É verdade que é possível argumentar contra minha lógica, dizendo que, mesmo que ela seja válida, alguém que cruza o sinal vermelho não é o parlamentar que desvia milhões. O segundo prejudica mais pessoas que o primeiro. É um argumento válido. Pode até ser que o primeiro prejudique menos pessoas que o segundo (descartando, é claro, a possibilidade de o motorista causar um acidente de trânsito por ter passado o sinal vermelho). Mas isso não o torna melhor, não é? Que direito você tem de julgar alguém, se você provavelmente faria a mesma coisa no lugar do dito cujo? Então o Brasil se reduz ao que? A um país onde quem é “menos” corrupto pode se dar ao direito de julgar quem é “mais” corrupto, só porque fez menos merda?

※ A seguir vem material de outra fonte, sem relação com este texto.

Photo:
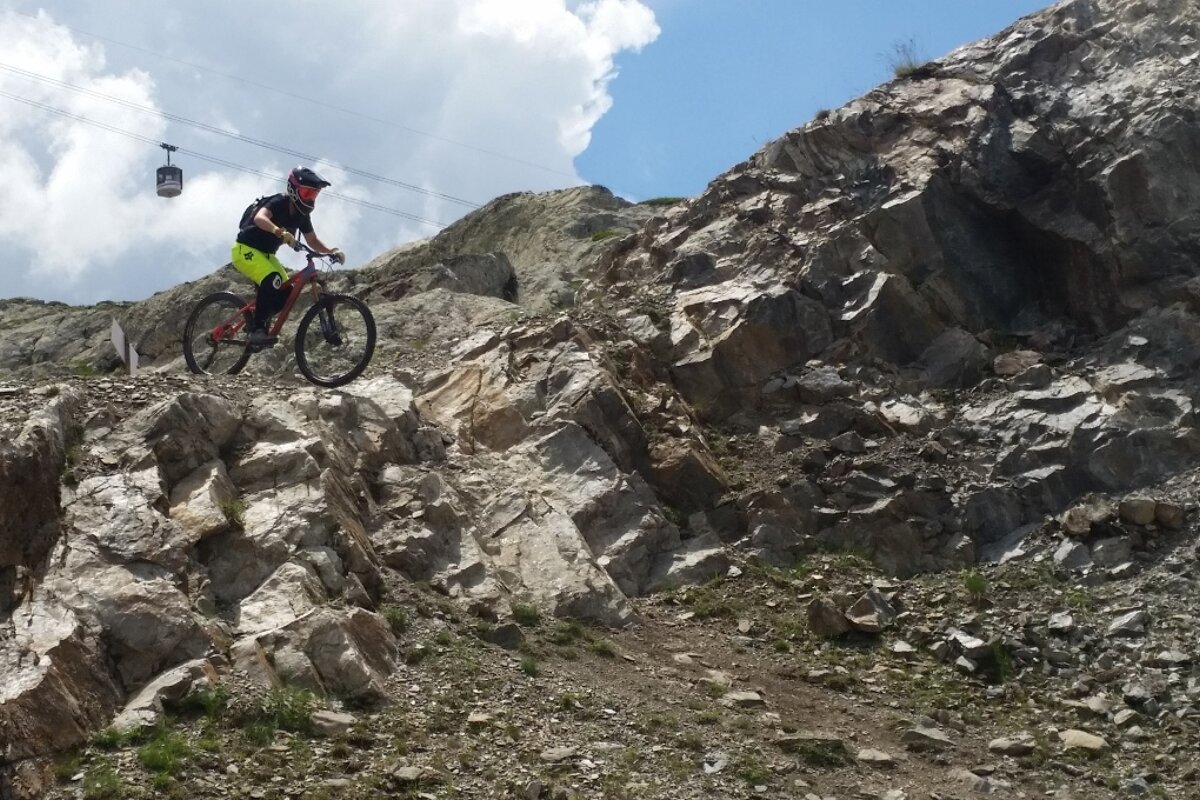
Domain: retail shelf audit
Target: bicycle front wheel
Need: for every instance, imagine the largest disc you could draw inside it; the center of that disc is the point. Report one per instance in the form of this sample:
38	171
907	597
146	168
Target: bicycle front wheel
335	341
215	336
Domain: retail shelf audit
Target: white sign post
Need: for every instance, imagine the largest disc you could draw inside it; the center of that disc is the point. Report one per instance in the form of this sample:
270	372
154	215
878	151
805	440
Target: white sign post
124	349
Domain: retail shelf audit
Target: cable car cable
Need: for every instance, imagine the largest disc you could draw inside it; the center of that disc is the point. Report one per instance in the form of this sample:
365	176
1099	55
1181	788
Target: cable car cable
229	134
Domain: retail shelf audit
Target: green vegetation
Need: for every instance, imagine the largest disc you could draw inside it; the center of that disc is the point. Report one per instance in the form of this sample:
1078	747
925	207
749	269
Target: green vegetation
976	585
663	200
568	632
210	703
396	619
604	648
102	782
905	59
234	511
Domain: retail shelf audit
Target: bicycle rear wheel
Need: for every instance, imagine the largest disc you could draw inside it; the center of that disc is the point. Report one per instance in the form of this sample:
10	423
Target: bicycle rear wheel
335	340
215	336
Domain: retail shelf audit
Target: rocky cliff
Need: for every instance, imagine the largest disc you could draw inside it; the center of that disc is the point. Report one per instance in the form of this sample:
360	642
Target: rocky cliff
760	432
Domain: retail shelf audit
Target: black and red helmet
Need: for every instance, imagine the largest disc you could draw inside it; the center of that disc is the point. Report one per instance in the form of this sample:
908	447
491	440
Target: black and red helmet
304	185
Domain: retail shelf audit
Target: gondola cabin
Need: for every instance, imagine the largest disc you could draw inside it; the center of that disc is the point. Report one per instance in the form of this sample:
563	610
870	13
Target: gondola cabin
171	179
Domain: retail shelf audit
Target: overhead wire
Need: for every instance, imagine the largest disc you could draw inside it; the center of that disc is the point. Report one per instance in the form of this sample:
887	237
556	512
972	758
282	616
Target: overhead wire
213	160
311	100
231	134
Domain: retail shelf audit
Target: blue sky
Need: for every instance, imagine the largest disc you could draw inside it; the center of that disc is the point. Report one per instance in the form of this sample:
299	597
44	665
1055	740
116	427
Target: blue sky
415	109
727	76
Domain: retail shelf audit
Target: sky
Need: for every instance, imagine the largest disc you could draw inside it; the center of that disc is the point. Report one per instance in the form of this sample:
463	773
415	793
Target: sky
417	110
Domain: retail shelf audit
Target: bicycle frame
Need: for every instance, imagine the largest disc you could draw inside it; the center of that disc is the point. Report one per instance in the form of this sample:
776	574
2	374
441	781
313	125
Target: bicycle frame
295	283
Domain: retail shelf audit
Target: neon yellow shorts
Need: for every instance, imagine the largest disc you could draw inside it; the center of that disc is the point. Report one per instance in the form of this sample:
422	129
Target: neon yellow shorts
255	264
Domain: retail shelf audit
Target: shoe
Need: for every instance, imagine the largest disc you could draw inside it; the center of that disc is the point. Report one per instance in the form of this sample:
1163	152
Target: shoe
259	338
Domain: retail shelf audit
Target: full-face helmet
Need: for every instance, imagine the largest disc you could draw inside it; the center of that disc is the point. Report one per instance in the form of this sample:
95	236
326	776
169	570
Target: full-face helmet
304	186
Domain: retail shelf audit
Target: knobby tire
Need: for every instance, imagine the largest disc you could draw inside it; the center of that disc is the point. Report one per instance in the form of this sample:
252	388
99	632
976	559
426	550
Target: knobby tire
198	350
354	337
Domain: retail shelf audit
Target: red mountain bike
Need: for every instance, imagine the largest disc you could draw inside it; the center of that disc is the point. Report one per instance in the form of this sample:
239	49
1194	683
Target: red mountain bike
334	342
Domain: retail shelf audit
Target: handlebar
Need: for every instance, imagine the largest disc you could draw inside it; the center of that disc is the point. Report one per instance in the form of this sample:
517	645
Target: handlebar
300	247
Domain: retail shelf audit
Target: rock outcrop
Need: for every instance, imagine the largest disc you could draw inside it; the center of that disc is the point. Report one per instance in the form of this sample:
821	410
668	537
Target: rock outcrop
954	322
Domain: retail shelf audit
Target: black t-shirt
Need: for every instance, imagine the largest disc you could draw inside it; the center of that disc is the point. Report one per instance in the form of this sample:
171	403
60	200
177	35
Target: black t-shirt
286	215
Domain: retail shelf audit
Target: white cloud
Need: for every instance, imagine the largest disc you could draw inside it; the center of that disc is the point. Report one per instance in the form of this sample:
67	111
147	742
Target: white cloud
465	97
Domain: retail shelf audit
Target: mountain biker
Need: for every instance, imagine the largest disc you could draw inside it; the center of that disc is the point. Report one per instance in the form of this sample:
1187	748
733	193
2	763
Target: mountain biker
276	222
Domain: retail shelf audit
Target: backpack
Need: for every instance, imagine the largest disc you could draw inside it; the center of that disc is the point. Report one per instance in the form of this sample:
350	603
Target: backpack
247	216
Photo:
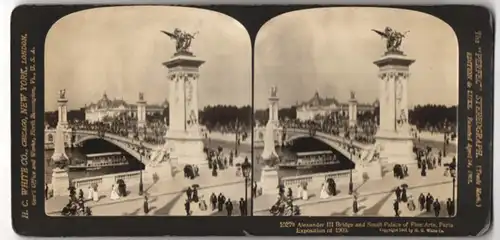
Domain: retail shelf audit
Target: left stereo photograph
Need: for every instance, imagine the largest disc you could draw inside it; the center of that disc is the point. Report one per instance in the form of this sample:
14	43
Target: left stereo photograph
147	113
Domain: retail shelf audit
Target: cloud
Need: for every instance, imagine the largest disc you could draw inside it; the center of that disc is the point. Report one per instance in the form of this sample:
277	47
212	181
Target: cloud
120	51
331	50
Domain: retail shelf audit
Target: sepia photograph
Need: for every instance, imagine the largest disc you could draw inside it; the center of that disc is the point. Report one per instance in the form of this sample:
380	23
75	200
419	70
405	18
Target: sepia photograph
355	113
147	113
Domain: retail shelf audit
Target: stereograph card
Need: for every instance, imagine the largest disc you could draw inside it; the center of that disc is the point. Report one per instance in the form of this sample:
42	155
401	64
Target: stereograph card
151	120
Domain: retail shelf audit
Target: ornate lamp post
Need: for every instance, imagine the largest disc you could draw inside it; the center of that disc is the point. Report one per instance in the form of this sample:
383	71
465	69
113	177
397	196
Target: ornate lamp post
246	167
350	171
141	185
237	133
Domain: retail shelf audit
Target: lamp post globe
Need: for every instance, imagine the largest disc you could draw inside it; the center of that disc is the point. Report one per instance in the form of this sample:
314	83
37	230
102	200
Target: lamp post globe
141	186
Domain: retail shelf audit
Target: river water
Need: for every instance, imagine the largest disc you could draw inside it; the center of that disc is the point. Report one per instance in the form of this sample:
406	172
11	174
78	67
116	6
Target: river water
288	154
100	146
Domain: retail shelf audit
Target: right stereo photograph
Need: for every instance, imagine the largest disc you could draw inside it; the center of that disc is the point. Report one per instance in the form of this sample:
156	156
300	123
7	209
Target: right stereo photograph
355	114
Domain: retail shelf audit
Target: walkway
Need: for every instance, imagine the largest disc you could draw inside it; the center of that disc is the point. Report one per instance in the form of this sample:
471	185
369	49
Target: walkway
173	186
375	187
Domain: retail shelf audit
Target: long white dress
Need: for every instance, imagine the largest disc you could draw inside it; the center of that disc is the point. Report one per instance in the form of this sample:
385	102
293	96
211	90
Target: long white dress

Não existe isso de “mais” ou “menos” corrupto, isso é uma ilusão para nos isentar da responsabilidade e ignorar que somos parte do problema. Corrupção, como ética, não possui “níveis”, e sim consequências, maiores ou menores, baseadas no nível de poder. Mas corrupção é corrupção. E, se queremos que o país se veja livre de corrupção um dia, devemos, é claro, criticar o governo, pressionar para que punam políticos que cometeram crimes. Isso é óbvio e ninguém vai discordar (publicamente, pelo menos). Mas, principalmente, precisamos lembrar que não adianta livrar a casa das baratas agora, mas manter a casa suja. Sempre haverá novas baratas para tomar o lugar das anteriores, sempre em busca da mesma coisa que atraiu as outras baratas em primeiro lugar.

Precisamos lembrar de criar valores morais relevantes para a sociedade que queremos construir para que, quando os novos políticos cheguem ao congresso, eles tenham o refinamento ético necessário para arcar com os poderes que foram lhes dados. Assim como os super-heróis dos quadrinhos, que tiveram pais (adotivos ou biológicos), que lhes ensinaram o quanto é importante, num mundo na qual a vida em grupo é a base, todos nós temos essa responsabilidade quanto ao grupo**, quanto ao outro.

É claro que provavelmente isso não vai extinguir a corrupção por completo. Mas com certeza a tornará uma exceção ao invés da regra. E, tendo uma sociedade onde a maioria não for capaz de “pequenos” atos de corrupção, teremos um congresso onde a maioria não será capaz de “grandes” atos de corrupção. E a corrupção se torna cada vez menor, mais fácil de detectar, e mais simples de corrigir.

Mas, para isso, será necessário que a gente pare de querer que os super-heróis sejam parecidos conosco... E, ao invés disso, busquemos ser mais parecidos com os super-heróis.




*E se você lembrou do Homem Aranha, você deve ser tão nerd quanto eu.
**É claro que o “grupo” também inclui você, então você deve pensar também no que é bom pra você, e isso pode insinuar um falso conflito de interesses. Mas esse é um outro assunto, para outro momento.